We have been through nuclear power, which is expensive with long-term safety problems; windmills, which are more expensive and intrude on the land or sea-scape; and solar power, which is more expensive still. We have been promised tidal power, but the Severn Barrage needed huge capital spending and would have had a dramatic effect on local habitats. Wave power has not worked at reasonable cost.

Other technologies might work in theory but have yet to be demonstrated in practice. Cold fusion is a kind of nuclear power that has not yet been invented. Carbon capture and storage, to decarbonise the burning of coal, oil and gas, has not yet been proven on a commercial scale. Geothermal energy, drawing heat from deep underground, turns out to be a daunting engineering challenge in places other than Iceland, where hot water rises to the surface naturally.

So some scepticism is required about the heat pump system about which, as we report today, Ed Davey, the Energy and Climate Change Secretary, is so excited. It seems too good to be true that this technology can take the latent heat from Thames river water and concentrate it to produce domestic hot water at 45C for 140 homes.
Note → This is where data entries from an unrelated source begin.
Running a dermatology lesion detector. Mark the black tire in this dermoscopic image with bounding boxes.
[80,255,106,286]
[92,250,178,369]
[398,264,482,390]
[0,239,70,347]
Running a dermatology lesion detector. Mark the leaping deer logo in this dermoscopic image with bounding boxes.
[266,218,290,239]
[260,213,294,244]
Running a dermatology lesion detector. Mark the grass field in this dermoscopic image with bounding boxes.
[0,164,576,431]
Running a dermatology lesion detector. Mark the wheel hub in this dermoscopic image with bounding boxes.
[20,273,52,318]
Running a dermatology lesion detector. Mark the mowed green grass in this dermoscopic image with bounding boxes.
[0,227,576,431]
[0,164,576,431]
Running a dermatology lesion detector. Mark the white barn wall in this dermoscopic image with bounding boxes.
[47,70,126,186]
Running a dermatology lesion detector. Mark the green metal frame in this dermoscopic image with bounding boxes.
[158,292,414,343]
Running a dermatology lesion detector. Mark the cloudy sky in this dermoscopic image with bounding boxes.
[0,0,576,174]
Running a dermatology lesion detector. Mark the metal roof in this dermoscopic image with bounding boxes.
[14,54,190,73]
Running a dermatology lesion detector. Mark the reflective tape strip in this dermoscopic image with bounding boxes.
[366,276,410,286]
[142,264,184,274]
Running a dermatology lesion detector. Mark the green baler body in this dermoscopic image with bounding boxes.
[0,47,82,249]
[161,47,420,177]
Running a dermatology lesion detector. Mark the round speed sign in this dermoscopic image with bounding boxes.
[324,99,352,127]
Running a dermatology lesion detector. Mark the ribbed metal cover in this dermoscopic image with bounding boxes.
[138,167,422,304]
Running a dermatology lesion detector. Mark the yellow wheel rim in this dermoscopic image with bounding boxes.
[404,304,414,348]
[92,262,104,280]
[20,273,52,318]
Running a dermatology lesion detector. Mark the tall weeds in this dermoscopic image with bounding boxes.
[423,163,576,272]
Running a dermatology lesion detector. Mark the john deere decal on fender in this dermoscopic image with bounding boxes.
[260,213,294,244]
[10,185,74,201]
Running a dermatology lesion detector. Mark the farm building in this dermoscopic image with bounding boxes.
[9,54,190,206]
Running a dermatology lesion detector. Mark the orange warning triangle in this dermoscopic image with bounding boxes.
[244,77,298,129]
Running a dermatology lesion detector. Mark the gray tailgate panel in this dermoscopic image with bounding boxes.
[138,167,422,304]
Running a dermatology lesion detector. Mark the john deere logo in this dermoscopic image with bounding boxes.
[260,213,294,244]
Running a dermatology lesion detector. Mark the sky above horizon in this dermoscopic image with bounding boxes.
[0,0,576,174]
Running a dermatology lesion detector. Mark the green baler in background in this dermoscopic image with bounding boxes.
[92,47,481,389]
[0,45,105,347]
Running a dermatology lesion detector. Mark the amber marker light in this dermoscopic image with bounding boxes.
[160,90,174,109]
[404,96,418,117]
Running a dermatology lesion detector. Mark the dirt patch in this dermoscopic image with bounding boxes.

But this time, the "futurephoria", even if it should be prudently restrained, does seem justified.

This is not a miracle solution to the problem of climate change, but it is an important breakthrough that could make a big contribution to lower carbon dioxide emissions. The technology requires a small amount of electricity for the pumps, but even if that electricity comes from fossil-fuel sources the overall carbon output of the system is significantly lower than gas water heating, for taps and central heating, and the cost is 20 per cent lower.

This technology may lack space-age glamour. As with better insulation and combined heat and power schemes, it is small scale, local and decentralised. It is not exactly low-tech: the physics involved is sophisticated. But it is simple and contains few moving parts. Best of all, in the jargon of the day, it is scaleable: it could be extended to millions of homes across the country – anywhere near rivers, lakes or reservoirs. Presumably there is a limit to the amount of latent energy that can be extracted from such sources. It is unlikely, for example, that it could be used to generate electricity, but it could substitute for a large proportion of gas water heating nationally.

That is important, and not just because of climate change, which will be discussed at an EU-US summit in The Hague next week. At that meeting, the UK will be one of the European countries prepared to commit to a 40 per cent reduction in greenhouse gases between 1990 and 2030: the Kingston experiment should give us added confidence that this is a target that can be met.

Cutting our gas consumption is also important for strategic reasons, as the crisis in Ukraine has reminded us. The UK is no longer self-sufficient in gas and, even though we import most of what we need from Norway rather than Russia, if we imported less that would mean more gas would be available to other EU countries, which could reduce their exposure to Vladimir Putin's coercion.

Above all, though, Mr Davey's magic heat pump helps to make the optimistic case for technological progress. Scientific innovation may yet have more to offer to minimise climate change than we thought.